Event Description
Created by a team of award-winning artists from across Canada, This Is the Story of the Child Ruled by Fear invites you back to the theatre after the strangest years of our lives, asking you to help tell a story about worry and wonder, loneliness and community, beauty and despair.
Participate according to your own comfort – read for a character, join the chorus, or sit back and watch – and join this humorous, cathartic exploration of our innermost private fears.
Watch a This is the Story of the Child Ruled by Fear trailer.
Join us for more! Immediately following each performance, Dr. Mariah Horner will host a “Talkback” with the artist, giving you the opportunity to ask questions and learn more about the performance.

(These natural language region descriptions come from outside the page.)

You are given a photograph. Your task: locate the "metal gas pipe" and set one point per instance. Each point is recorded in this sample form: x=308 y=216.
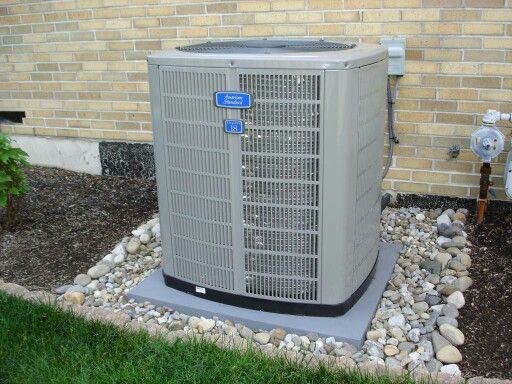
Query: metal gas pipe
x=487 y=142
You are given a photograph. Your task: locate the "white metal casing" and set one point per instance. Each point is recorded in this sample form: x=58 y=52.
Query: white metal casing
x=290 y=210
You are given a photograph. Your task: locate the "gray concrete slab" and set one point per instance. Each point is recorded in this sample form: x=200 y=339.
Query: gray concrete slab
x=350 y=327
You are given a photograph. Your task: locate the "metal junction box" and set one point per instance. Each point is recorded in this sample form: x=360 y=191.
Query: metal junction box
x=269 y=158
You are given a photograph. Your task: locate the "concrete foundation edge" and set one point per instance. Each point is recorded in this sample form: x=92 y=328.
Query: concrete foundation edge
x=350 y=328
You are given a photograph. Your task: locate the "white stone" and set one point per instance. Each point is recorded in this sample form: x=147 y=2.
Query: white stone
x=451 y=369
x=396 y=321
x=457 y=299
x=452 y=334
x=98 y=271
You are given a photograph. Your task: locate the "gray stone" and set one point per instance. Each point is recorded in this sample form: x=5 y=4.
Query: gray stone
x=205 y=325
x=457 y=299
x=133 y=245
x=62 y=289
x=420 y=307
x=246 y=333
x=449 y=354
x=432 y=266
x=438 y=341
x=98 y=271
x=432 y=300
x=443 y=258
x=74 y=297
x=82 y=279
x=450 y=310
x=407 y=346
x=433 y=366
x=447 y=320
x=456 y=265
x=452 y=334
x=463 y=283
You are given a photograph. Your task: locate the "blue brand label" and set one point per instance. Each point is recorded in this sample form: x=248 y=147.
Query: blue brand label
x=238 y=100
x=233 y=126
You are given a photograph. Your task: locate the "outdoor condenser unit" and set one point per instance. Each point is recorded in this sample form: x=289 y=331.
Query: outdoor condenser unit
x=269 y=158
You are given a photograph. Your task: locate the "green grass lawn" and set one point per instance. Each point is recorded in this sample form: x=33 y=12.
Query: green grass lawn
x=42 y=344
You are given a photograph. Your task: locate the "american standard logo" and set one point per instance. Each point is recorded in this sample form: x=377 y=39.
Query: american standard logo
x=235 y=100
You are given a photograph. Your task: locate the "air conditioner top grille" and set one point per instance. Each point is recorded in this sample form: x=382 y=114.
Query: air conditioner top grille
x=267 y=46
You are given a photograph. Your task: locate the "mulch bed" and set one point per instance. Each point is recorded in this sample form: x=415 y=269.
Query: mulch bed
x=486 y=319
x=69 y=221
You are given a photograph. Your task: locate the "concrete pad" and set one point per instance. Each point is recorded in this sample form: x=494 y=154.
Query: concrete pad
x=350 y=327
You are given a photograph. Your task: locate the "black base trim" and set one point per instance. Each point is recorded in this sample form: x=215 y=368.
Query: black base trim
x=306 y=309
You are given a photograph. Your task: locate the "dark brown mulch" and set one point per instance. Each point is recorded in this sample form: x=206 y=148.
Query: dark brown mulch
x=68 y=222
x=486 y=319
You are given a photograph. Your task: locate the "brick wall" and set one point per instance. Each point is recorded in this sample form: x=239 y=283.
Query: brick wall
x=77 y=67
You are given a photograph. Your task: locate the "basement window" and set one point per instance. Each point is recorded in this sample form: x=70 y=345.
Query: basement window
x=10 y=117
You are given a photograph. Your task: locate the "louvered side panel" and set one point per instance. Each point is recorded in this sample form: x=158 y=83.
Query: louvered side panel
x=199 y=171
x=369 y=155
x=280 y=155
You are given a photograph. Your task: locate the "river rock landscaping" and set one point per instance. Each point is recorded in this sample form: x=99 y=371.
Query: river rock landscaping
x=415 y=326
x=444 y=310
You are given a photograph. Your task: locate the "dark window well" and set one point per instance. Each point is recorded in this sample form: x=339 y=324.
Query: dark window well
x=11 y=117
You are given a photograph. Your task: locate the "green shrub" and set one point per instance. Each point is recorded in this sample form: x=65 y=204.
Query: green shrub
x=13 y=181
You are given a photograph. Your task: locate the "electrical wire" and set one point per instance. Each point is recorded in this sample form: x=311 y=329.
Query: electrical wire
x=391 y=124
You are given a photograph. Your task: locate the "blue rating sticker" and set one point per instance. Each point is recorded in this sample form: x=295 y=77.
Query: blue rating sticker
x=233 y=126
x=236 y=100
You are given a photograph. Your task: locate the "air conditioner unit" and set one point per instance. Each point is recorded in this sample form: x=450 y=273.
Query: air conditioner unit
x=269 y=157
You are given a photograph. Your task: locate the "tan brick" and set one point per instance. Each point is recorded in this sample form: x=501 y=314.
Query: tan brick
x=401 y=28
x=442 y=55
x=193 y=32
x=420 y=67
x=453 y=165
x=325 y=4
x=442 y=28
x=190 y=9
x=221 y=8
x=290 y=30
x=458 y=94
x=224 y=32
x=161 y=11
x=449 y=190
x=459 y=15
x=413 y=163
x=438 y=105
x=430 y=177
x=455 y=118
x=331 y=17
x=362 y=29
x=362 y=4
x=442 y=3
x=287 y=5
x=398 y=174
x=483 y=29
x=270 y=18
x=253 y=6
x=485 y=3
x=415 y=117
x=420 y=15
x=496 y=69
x=237 y=19
x=304 y=17
x=417 y=93
x=460 y=68
x=497 y=15
x=481 y=82
x=496 y=95
x=411 y=187
x=326 y=30
x=381 y=15
x=257 y=30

Dr. Mariah (Mo) Horner (she/they) is an Adjunct Assistant Professor, DAN School of Drama and Music, Queen’s University. Mariah is a theatre artist, musician, emcee, and educator based in Katarokwi-Kingston. Her research interests include abolition dramaturgies, site-specific performance, participatory performance, care work, and collaborative creation. With Dr. Jenn Stephenson she co-authored PLAY: Dramaturgies of Participation (Playwrights Canada Press, 2024) and co-edited Canadian Theatre Review 197: Participation. Other research and writing has been published by Theatre Research in Canada, Canadian Theatre Review, SpiderWebShow, The Skeleton Press, and Tourism Kingston.

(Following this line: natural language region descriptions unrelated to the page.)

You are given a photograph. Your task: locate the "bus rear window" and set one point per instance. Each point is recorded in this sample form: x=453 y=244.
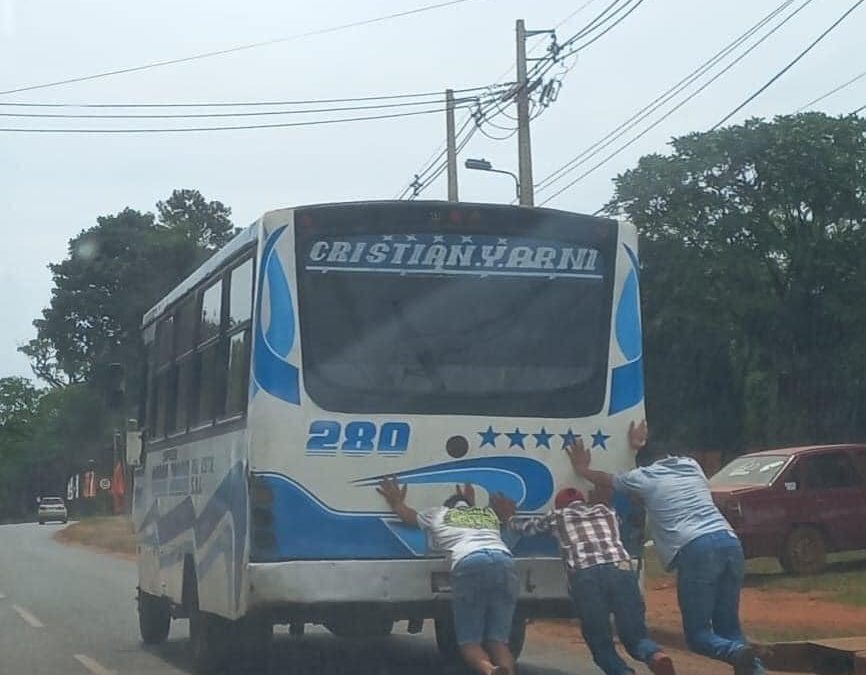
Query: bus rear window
x=429 y=321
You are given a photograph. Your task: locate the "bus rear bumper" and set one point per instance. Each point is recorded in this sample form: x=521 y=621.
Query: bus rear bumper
x=399 y=588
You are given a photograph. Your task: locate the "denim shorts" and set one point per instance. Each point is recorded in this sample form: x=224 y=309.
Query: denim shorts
x=485 y=589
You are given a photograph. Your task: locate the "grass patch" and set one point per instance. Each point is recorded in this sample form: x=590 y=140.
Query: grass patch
x=844 y=580
x=107 y=533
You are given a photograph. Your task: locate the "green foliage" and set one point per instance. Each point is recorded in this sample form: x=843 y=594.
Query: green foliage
x=113 y=273
x=754 y=259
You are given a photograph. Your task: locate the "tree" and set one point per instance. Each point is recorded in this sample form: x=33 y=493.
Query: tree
x=754 y=258
x=206 y=225
x=114 y=273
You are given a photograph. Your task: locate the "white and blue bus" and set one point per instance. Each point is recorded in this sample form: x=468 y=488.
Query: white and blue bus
x=328 y=346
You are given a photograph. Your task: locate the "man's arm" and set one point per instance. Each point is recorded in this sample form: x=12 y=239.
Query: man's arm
x=580 y=459
x=395 y=495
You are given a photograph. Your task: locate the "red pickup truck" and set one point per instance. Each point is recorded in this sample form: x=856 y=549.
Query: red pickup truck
x=796 y=504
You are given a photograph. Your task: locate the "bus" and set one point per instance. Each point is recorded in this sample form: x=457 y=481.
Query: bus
x=328 y=346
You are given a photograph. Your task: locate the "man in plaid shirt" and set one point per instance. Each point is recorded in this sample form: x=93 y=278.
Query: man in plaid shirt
x=601 y=578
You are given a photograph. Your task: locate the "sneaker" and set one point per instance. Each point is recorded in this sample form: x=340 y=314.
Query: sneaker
x=744 y=661
x=661 y=664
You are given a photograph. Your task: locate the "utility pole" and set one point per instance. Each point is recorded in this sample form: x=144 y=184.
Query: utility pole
x=451 y=155
x=524 y=145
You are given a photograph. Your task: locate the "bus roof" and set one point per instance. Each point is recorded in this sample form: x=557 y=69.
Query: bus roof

Co-founding site-specific theatre collective Cellar Door Project in 2013 in Kingston, she’s co-created 16 original site-specific performances and has worked with NAC Canada Scene, the Agnes Etherington Arts Centre, Thousand Islands Playhouse, Kingston Association of Museums, the City of Kingston, SpiderWebShow, the Kick and Push Festival, Theatre Kingston, anARC Theatre, Movement Market Collective, and the Skeleton Park Arts Festival. Interested in catalyzing non-traditional theatre forms in Kingston, she was the Festival Director of CFRC’s Shortwave Radio Theatre Festival from 2020-2022 and she ran the Storefront Fringe Festival from 2016–2018. She is a core member of Kingston superband The Gertrudes, an emcee at the Skeleton Park Arts Festival and in 2022, she won the Mayor’s Arts Award for her work in the Kingston arts community. Mo is a queer, white, cis settler dedicated to anti-colonial and abolitionist ways of moving through institutions.